With the help of the international community, Gusmao vowed, "a free and independent East Timor will soon be born from the ashes of our devastated and destroyed homeland."
But although it desperately needed aid and assistance in the short term, it would "not allow the shaping of a culture of dependency on international aid and assistance," he said.
"East Timor will engage in international trade through exports of coffee, oil and gas, and tourism as well as importing goods and services from overseas.
"Nevertheless, we will place emphasis on developing the agricultural sector together with small and medium industries as the engine of economic growth."
With the aim of attracting foreign investment, East Timor would also develop technical, economic, scientific and cultural cooperation on bilateral and multilateral levels and with different countries and international institutions.
Gusmao, president of East Timor's CNRT (National Council of Timorese Resistance), said his people who had returned to the homes from which they were driven by pro-Indonesian militia last month after an August ballot demanding independence, would require the tools and resources to rebuild the framework of a civil society.
"They will need to re-establish government and non-government organisations and institutions to take charge of physical, social and psychological repair, reconstruction, reconciliation and re-integration."
The CNRT, he said, would build an effective administration with a minimum number of people but it would deliver the basic services the country needs.
It would give priority to building democratic institutions and an open and accountable economy.

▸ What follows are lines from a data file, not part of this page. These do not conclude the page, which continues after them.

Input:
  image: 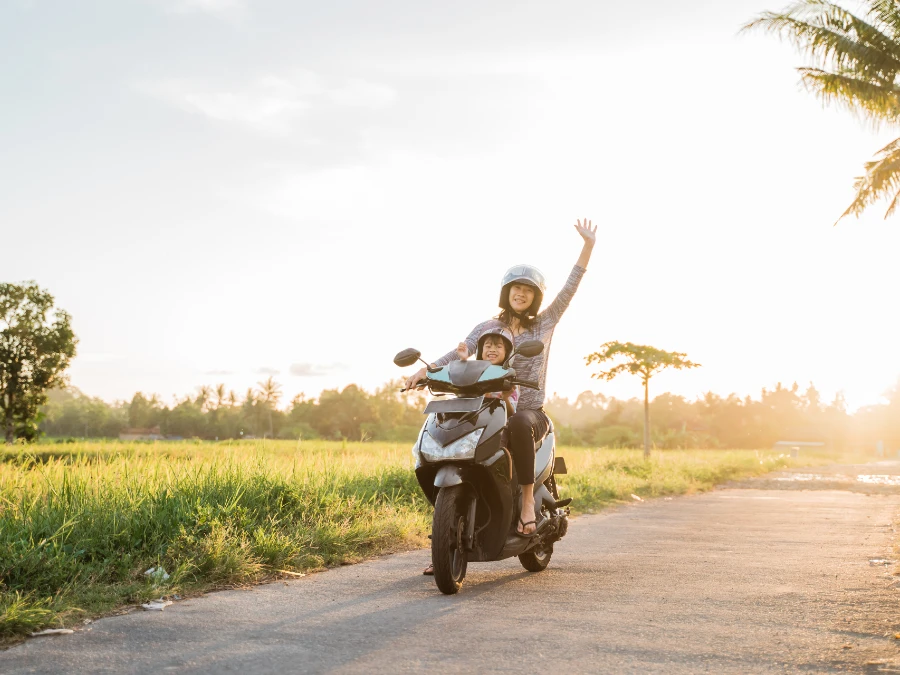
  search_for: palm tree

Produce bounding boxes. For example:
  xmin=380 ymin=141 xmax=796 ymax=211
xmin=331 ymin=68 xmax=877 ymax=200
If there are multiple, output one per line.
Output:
xmin=744 ymin=0 xmax=900 ymax=224
xmin=584 ymin=342 xmax=700 ymax=459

"The democratic system that we are envisioning is the one that allows a genuine representation where all democratic elements, such as the press and non-government organisations, also have a substantial voice in the decision-making process," he said.
He promised it would also be diligent "in promoting total transparency within the apparatuses and organisations of power and, in the management and accountability of funds provided by international aid to civic and social organisations."
This would ensure that "from the first moment we can firmly combat corruption and all temptation to debase the objectives of sustainable development."